Even with the exclusion of these sectors, the research still covers about 90% of employment in both jurisdictions.
The exercise suggests that productivity in Ireland grew by an average of 0.2% per year between 1998 and 2020.
By contrast it suggests that productivity in Northern Ireland fell by an average of 1.2% per year.
This means that having started with similar levels of productivity in 2000 a big gap has opened up over the last 20 years.
It suggests that in 2019 the average output per worker in Northern Ireland was equivalent to 54,000 euro while in Ireland it was 88,000 euro.
Of the 17 sectors compared, the research suggests that Ireland has better productivity in 14 of them.
'Artificially high productivity'
However, the authors caution that there may still be residual multinational effects in some of the Irish data.
For example, the Irish administrative and support services sector is massively more productive than that in NI.
However, this sector includes the aircraft leasing sector where some global firms are Irish headquartered.
The research says "this may lead to artificially high-recorded productivity in that sector".
'Rapidly improve skills'
An additional economic modelling exercise undertaken by the authors suggests that almost all of the productivity gap can be explained by lower levels of investment and skilled workers in Northern Ireland.

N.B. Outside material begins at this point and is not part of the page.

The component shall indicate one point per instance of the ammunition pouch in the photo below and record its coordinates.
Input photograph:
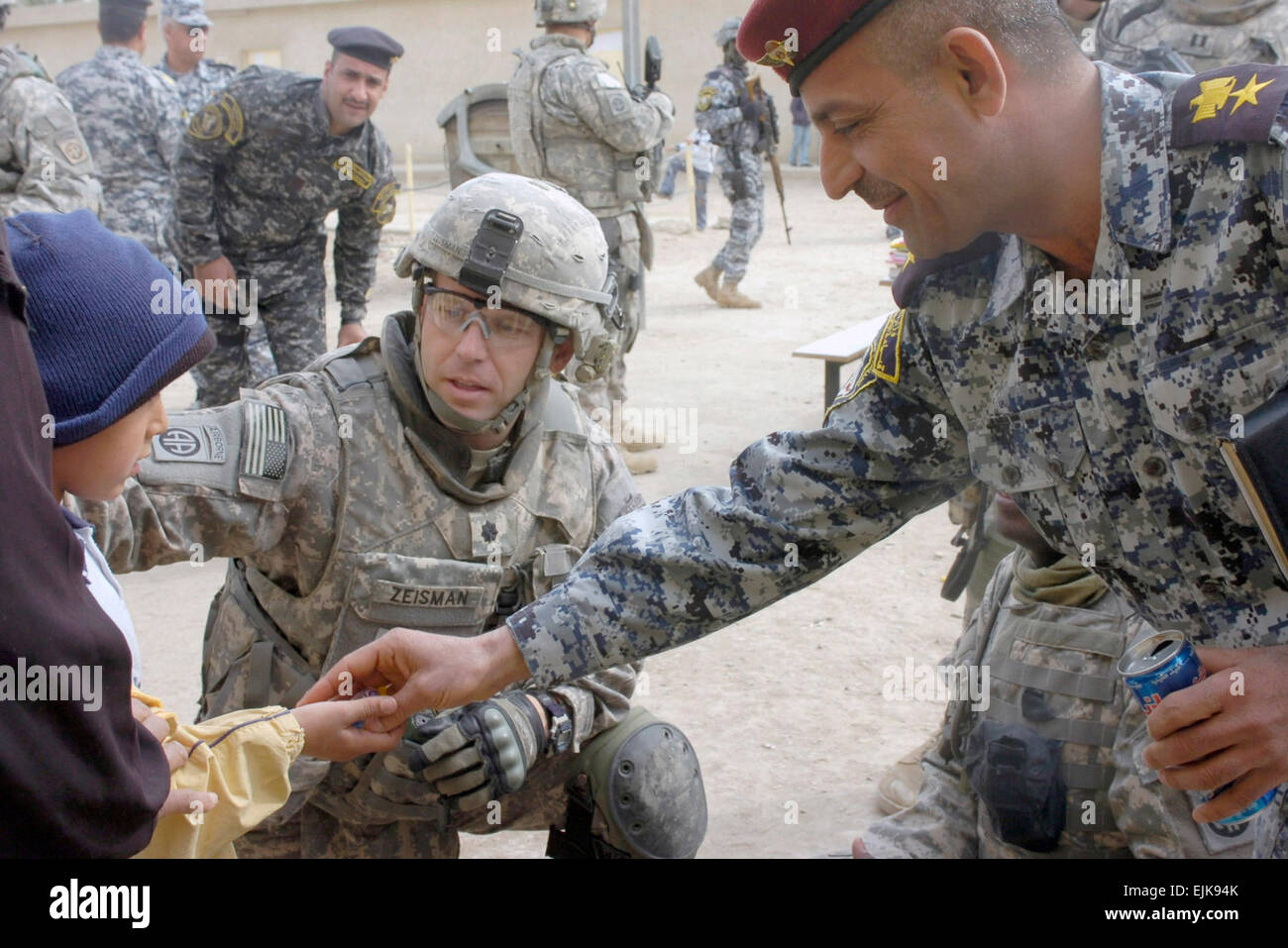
(1018, 777)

Low investment and relatively low levels of skills are chronic problems in the Northern Ireland economy, although there has been some improvement in skills in recent years.
The authors suggest that if firms in Ireland were faced with the same labour market as exists in Northern Ireland productivity levels would fall by an average of 30% and as much as 60% in some sectors.
They conclude that: "The results demonstrate the relative benefits accruing to Irish firms from having more ready access to skilled labour and investment.
"Our analysis points to the need to rapidly improve skills in Northern Ireland, particularly at the post-secondary level."